そんな方には朗報で、もちろん歌唱力をアップする方法というのがあります。

その極意は喉の使い方にありということで、さっそく歌が上手くなるコツやら方法を見ていきましょう!

歌がうまくなるには喉を開く!

さっそくですが、歌がうまくなるために必要なのは喉の開き方にあります。

喉を開くってなんだという話ですが、歌が上手い人の特徴といっても過言ではないのが喉の開きです。

あまりイメージが沸きにくいと思うで説明をすると、喉が開いた状態というのは、「口蓋垂(こうがいすい)が上がって喉仏が下がっている状態」のことです。

まだよくわからないと思いますが、口蓋垂はのどちんこ周辺のことです。この口蓋垂を上げる方法とはなんだという話ですが、あくびの状態がこれに近いです。あくびをしていると舌根が自然に下がるため、喉の奥が自ずと広がっていきます。

喉を開いた声とは

喉を開くのはあくびと似た感覚であるのはいいのですが、いったい喉を開けばどんなメリットがあるのでしょうか。

まず喉を開いて歌えば、喉を痛めにくいです。喉を閉じて歌っていると喉に無理をさせるため、痛める原因になります。

また喉を開いて発声すると、腹から声が出せるので力強い発生が可能です。さらに鼻腔にも声が響くようになるため響きも良くなります。

喉が閉じた声とは

では反対に喉が閉じている状態の声というのは「喉声」です。喉に力が入って、喉を締め付けてしまっている状態なので、ものが詰まっているような声になります。これは喉仏が上がり、口内の空間が狭くなることで起こります。

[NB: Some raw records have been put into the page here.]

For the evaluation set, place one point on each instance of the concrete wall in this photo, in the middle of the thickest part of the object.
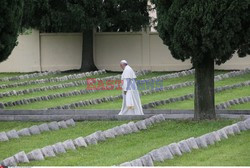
(25, 57)
(145, 50)
(63, 51)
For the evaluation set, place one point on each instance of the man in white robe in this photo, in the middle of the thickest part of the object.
(131, 99)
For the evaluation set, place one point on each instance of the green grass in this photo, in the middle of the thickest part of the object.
(112, 151)
(221, 97)
(27, 144)
(72, 99)
(231, 152)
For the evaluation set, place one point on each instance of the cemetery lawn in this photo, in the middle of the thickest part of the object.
(219, 97)
(234, 151)
(122, 149)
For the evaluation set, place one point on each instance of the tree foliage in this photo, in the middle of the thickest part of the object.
(81, 15)
(198, 29)
(11, 12)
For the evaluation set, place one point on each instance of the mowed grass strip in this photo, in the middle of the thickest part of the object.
(231, 152)
(30, 143)
(129, 147)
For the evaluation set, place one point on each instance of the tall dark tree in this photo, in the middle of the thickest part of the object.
(206, 32)
(84, 16)
(11, 12)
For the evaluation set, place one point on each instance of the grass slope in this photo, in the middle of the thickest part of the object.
(231, 152)
(112, 151)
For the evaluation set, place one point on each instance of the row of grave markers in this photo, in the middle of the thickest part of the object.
(61, 95)
(36, 129)
(166, 88)
(53, 79)
(92, 139)
(191, 96)
(186, 146)
(29, 76)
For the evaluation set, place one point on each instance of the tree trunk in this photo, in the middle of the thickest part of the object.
(204, 90)
(87, 52)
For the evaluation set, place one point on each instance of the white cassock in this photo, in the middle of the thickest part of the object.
(131, 104)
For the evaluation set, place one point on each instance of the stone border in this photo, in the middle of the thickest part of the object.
(233, 102)
(36, 129)
(82, 142)
(107, 115)
(54, 79)
(28, 76)
(186, 146)
(191, 96)
(171, 87)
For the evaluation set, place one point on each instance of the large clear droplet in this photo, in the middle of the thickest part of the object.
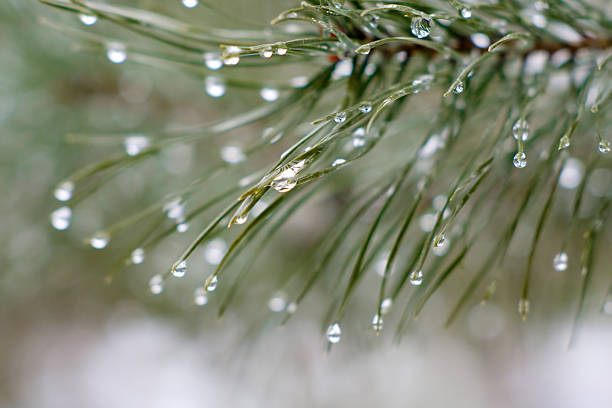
(420, 27)
(416, 278)
(560, 262)
(156, 284)
(99, 240)
(179, 270)
(520, 129)
(64, 190)
(334, 333)
(520, 160)
(60, 218)
(137, 256)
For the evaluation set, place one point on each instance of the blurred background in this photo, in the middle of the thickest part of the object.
(68, 339)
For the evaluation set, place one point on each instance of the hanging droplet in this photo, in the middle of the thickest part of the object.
(269, 94)
(459, 87)
(99, 240)
(603, 146)
(520, 160)
(334, 333)
(88, 19)
(520, 129)
(266, 52)
(116, 53)
(135, 144)
(377, 323)
(179, 270)
(560, 262)
(64, 190)
(232, 154)
(215, 87)
(523, 308)
(199, 296)
(60, 218)
(416, 278)
(466, 12)
(564, 142)
(211, 283)
(385, 305)
(365, 107)
(156, 284)
(340, 117)
(212, 61)
(137, 256)
(231, 55)
(420, 27)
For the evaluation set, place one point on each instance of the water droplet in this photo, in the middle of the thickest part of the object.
(385, 305)
(523, 308)
(135, 144)
(365, 107)
(459, 87)
(211, 283)
(99, 240)
(520, 160)
(560, 262)
(88, 19)
(377, 323)
(416, 278)
(269, 94)
(137, 256)
(520, 129)
(215, 87)
(199, 296)
(603, 146)
(277, 303)
(156, 284)
(420, 27)
(334, 333)
(116, 53)
(179, 270)
(212, 61)
(60, 218)
(64, 190)
(231, 55)
(232, 154)
(340, 117)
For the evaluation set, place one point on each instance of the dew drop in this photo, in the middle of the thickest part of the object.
(520, 129)
(88, 19)
(60, 218)
(420, 27)
(416, 278)
(334, 333)
(99, 240)
(63, 192)
(231, 55)
(179, 270)
(211, 283)
(215, 87)
(560, 262)
(520, 160)
(137, 256)
(156, 284)
(199, 296)
(116, 53)
(212, 61)
(269, 94)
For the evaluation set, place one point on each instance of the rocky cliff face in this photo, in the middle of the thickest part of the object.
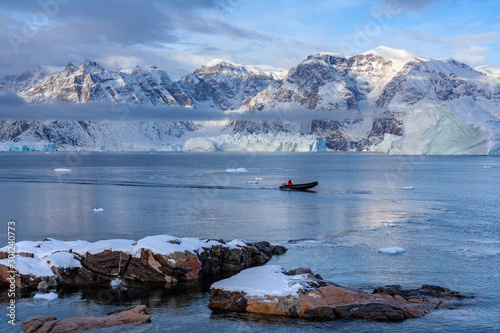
(224, 85)
(373, 90)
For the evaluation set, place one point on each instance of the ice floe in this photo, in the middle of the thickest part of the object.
(391, 250)
(237, 170)
(62, 170)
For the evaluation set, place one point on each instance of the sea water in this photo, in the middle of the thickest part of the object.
(442, 210)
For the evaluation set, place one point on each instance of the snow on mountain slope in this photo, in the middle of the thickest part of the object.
(492, 70)
(91, 82)
(426, 83)
(370, 93)
(223, 85)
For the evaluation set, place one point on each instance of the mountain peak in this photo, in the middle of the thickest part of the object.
(91, 65)
(392, 54)
(218, 62)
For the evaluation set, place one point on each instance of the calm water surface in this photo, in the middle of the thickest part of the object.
(447, 222)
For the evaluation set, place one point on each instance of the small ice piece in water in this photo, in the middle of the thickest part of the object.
(391, 250)
(236, 170)
(49, 297)
(62, 170)
(116, 283)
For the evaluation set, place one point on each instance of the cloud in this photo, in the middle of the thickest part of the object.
(471, 48)
(15, 108)
(411, 5)
(113, 31)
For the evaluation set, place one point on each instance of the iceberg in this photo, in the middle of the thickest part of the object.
(385, 145)
(238, 170)
(281, 142)
(438, 131)
(391, 250)
(26, 146)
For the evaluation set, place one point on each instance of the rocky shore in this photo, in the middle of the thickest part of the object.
(136, 315)
(300, 293)
(166, 259)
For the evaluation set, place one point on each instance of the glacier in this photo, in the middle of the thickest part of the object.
(281, 142)
(438, 131)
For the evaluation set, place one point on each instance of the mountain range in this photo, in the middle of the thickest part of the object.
(353, 101)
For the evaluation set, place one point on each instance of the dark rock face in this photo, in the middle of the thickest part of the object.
(319, 299)
(135, 315)
(213, 261)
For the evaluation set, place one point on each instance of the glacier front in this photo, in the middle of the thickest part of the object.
(284, 142)
(438, 131)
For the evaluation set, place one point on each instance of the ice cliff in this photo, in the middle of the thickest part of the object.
(438, 131)
(256, 142)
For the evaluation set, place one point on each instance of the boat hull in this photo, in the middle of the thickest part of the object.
(299, 187)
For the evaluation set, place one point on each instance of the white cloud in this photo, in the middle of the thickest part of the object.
(471, 48)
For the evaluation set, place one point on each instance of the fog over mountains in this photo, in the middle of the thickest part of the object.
(351, 102)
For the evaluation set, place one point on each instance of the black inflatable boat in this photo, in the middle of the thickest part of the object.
(298, 187)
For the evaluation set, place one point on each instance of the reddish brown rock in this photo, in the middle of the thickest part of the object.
(213, 261)
(135, 315)
(316, 298)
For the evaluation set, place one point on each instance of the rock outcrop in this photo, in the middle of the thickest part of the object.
(49, 324)
(299, 293)
(154, 259)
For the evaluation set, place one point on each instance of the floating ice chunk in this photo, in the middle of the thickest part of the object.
(49, 297)
(116, 283)
(236, 170)
(62, 170)
(391, 250)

喉声になりやすい人の特徴は、喉に力が入るという点です。つまり、力任せに大きな声や高い声を出そうとすると喉声になりがち。

無理矢理出しているため、言ってしまうと聞き苦しい声で印象も良くないばかりか、無駄な力が入っているので喉を消耗しやすいなど、デメリットだらけの歌い方です。

喉の開くためのコツとは?

喉を閉じた状態の喉声はデメリットだらけで、歌うには適していない声。歌声だけではなくプロの声優など声を仕事にしている人にとっても喉声は致命的なので、喉声にならないように徹底して直すといいます。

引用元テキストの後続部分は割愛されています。